Dans son intervention, le ministre est revenu sur la vision du Président de la République, Alassane Ouattara, qui a conduit à la relance du service civique à partir de 2016 avec l’implication du Premier ministre Amadou Gon Coulibaly. Il a rappelé que les 500 jeunes de cette première promotion ont suivi deux mois de formation civique et citoyenne, avant de bénéficier de quatre mois de formation professionnelle.
Établissant un parallèle avec les traditions sénoufo, Mamadou Touré a affirmé que « le service civique, c’est le Poro pour les jeunes », expliquant qu’il constitue un cadre d’apprentissage des valeurs de discipline, de civisme, de solidarité et de responsabilité indispensables à leur insertion dans la société.
Le ministre a surtout mis en avant les perspectives de développement du dispositif. Alors qu’environ 900 jeunes étaient formés chaque année jusque-là, le Gouvernement ambitionne désormais de porter cette capacité à 31 000 jeunes par an, grâce au déploiement progressif de centres de service civique sur l’ensemble du territoire national.
Dans cette dynamique, il a annoncé qu’à compter des prochaines cohortes, les stagiaires recevront un Certificat de qualification professionnelle (CQP), en remplacement des attestations de fin de formation, afin de renforcer leur employabilité et de faciliter leur insertion sur le marché du travail.
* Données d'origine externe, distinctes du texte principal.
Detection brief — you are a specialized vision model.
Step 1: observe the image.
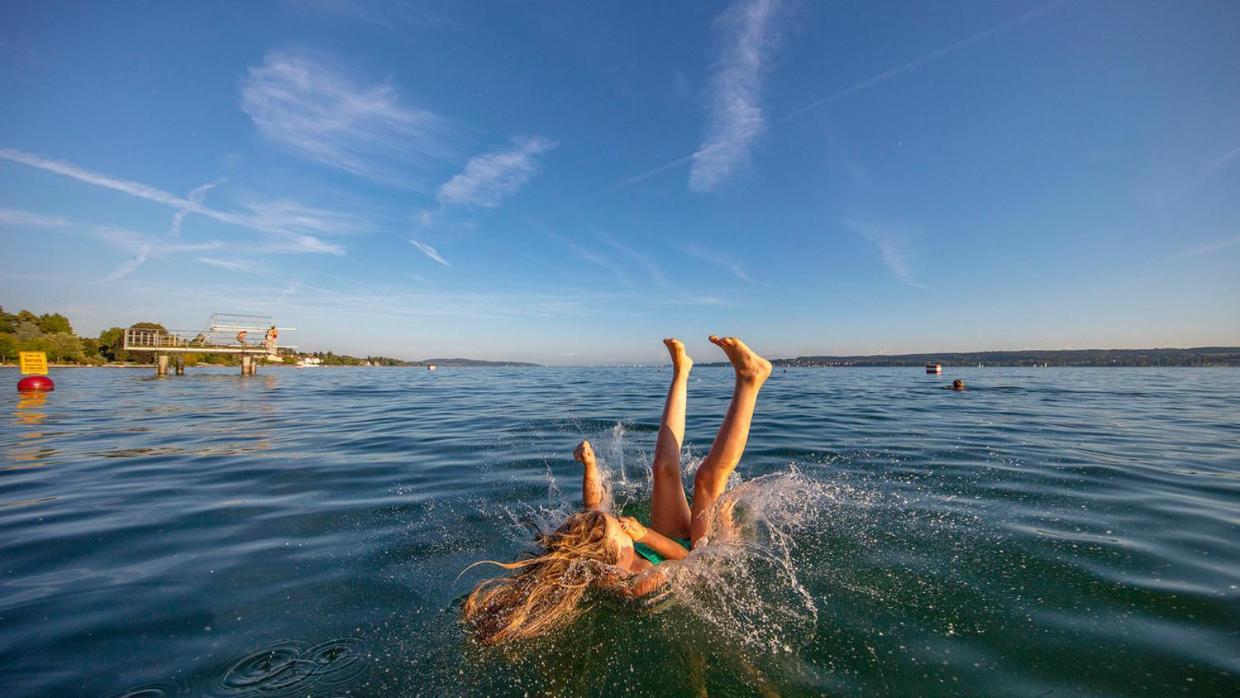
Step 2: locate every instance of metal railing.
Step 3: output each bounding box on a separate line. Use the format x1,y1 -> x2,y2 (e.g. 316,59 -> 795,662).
125,327 -> 191,350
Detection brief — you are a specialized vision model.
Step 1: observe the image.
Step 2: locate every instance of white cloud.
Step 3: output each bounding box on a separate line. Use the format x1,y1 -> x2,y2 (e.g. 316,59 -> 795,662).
0,208 -> 69,228
92,227 -> 222,284
681,245 -> 754,284
0,148 -> 345,254
198,257 -> 264,273
600,0 -> 1056,193
99,245 -> 151,284
169,177 -> 224,237
844,218 -> 928,289
409,239 -> 451,267
689,0 -> 779,191
1159,236 -> 1240,264
241,52 -> 443,186
439,138 -> 559,208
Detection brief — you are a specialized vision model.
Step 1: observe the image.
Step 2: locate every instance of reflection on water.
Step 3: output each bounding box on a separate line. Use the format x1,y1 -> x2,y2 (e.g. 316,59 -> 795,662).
14,391 -> 47,426
8,392 -> 56,470
0,367 -> 1240,696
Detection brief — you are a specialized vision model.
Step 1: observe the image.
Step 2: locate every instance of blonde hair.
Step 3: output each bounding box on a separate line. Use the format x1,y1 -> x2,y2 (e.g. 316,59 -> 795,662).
465,511 -> 620,645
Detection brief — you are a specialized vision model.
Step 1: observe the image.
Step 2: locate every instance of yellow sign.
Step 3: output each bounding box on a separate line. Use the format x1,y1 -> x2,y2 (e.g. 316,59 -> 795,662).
20,351 -> 47,376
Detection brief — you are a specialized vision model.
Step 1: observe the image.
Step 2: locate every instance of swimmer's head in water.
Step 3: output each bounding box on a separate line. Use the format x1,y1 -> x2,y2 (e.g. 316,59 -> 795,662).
465,511 -> 632,645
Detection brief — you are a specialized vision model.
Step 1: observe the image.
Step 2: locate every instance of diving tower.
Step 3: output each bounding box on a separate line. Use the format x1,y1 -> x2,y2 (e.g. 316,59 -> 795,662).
124,312 -> 296,376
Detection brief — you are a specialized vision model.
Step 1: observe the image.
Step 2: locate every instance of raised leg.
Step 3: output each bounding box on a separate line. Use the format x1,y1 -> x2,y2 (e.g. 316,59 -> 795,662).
650,340 -> 693,538
691,336 -> 771,544
573,441 -> 604,510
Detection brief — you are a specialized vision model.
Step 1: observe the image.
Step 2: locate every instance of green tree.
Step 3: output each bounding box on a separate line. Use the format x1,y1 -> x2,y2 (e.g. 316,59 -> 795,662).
0,332 -> 17,361
14,319 -> 43,342
99,327 -> 129,361
37,312 -> 73,335
43,332 -> 83,362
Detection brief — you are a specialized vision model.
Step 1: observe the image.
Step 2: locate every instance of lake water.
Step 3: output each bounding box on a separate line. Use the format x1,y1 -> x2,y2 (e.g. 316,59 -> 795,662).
0,357 -> 1240,697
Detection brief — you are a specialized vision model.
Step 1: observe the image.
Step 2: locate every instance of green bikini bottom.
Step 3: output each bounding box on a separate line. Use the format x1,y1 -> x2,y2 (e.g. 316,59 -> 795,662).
632,538 -> 693,564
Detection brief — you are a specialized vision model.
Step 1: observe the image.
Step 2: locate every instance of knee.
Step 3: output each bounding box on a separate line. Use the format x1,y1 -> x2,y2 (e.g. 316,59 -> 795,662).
693,462 -> 732,497
650,457 -> 681,480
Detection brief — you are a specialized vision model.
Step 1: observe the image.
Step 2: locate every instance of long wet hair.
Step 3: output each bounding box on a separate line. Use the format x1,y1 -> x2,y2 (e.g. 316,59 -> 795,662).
465,511 -> 620,645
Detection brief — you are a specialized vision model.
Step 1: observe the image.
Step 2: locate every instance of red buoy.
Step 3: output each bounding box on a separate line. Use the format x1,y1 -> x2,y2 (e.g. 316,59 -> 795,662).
17,376 -> 56,393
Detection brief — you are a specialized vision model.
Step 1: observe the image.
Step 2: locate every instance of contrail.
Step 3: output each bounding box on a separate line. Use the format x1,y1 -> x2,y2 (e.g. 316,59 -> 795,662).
599,0 -> 1068,193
Mamadou Touré a également salué l’appui des partenaires techniques et financiers, notamment l’Agence française de développement (AFD) et l’UNICEF, qui accompagnent le développement du service civique dans plusieurs régions du pays.
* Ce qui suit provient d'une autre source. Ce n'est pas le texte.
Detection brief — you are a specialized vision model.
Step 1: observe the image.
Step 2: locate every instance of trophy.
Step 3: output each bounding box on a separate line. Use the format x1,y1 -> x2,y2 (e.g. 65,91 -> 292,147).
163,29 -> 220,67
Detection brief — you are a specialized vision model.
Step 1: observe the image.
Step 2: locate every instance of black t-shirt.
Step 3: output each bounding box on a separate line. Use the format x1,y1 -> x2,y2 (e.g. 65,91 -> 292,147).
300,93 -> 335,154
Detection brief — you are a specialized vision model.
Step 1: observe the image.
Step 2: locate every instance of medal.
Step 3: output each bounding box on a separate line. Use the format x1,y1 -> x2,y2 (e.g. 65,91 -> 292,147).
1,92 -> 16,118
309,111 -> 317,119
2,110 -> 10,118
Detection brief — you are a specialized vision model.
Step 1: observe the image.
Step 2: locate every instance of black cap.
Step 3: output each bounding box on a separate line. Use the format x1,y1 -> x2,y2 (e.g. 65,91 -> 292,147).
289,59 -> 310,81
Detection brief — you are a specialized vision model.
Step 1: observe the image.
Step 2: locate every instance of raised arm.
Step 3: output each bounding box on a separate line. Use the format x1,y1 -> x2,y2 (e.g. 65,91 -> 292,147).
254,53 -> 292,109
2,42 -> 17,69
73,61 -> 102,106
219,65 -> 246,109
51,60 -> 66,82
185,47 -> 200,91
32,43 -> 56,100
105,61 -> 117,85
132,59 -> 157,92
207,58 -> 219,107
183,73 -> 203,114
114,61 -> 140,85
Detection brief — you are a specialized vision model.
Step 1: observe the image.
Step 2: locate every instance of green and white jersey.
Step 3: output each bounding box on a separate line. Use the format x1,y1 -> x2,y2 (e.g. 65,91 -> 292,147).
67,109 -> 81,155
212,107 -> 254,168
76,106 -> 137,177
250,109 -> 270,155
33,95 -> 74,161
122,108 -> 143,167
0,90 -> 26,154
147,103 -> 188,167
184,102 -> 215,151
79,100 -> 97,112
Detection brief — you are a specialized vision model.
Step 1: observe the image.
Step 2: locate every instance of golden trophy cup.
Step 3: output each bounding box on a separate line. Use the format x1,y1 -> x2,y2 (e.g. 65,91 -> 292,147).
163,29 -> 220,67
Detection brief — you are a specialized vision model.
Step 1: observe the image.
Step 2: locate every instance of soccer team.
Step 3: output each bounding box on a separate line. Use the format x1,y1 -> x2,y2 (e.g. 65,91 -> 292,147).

S’adressant aux familles, le ministre a insisté sur leur rôle dans la réussite de cette politique publique. Il a rappelé que si l’État assure la formation, la qualification et l’accompagnement vers l’insertion des jeunes, leur éducation demeure avant tout de la responsabilité des parents.
Dans le même esprit, le ministre de la Communication et porte-parole du Gouvernement, Amadou Coulibaly, a invité les familles à accueillir les jeunes avec confiance et à poursuivre à domicile le travail engagé par les encadreurs. Il a exhorté les bénéficiaires à faire preuve de persévérance afin de consolider les acquis de leur formation.
Au nom de la première cohorte, Soro Nawa a traduit la reconnaissance des stagiaires au président de la République, au Gouvernement, aux formateurs, aux encadreurs et à leurs familles. Il a indiqué que les jeunes, arrivés au centre avec des vulnérabilités mais aussi la volonté de changer, repartent avec des compétences professionnelles, des valeurs citoyennes et une confiance renouvelée en leur avenir. Il a également présenté, au nom de ses camarades, leurs excuses à leurs parents pour leurs comportements passés, promettant un engagement durable au service de la société.
La cérémonie de Tioroniaradougou marque une nouvelle étape dans la mise en œuvre de la politique nationale du service civique. À travers cette infrastructure et celles en cours de réalisation, le Gouvernement entend faire du service civique un levier de transformation de la jeunesse ivoirienne, en formant des citoyens responsables et qualifiés, capables de contribuer au développement du pays.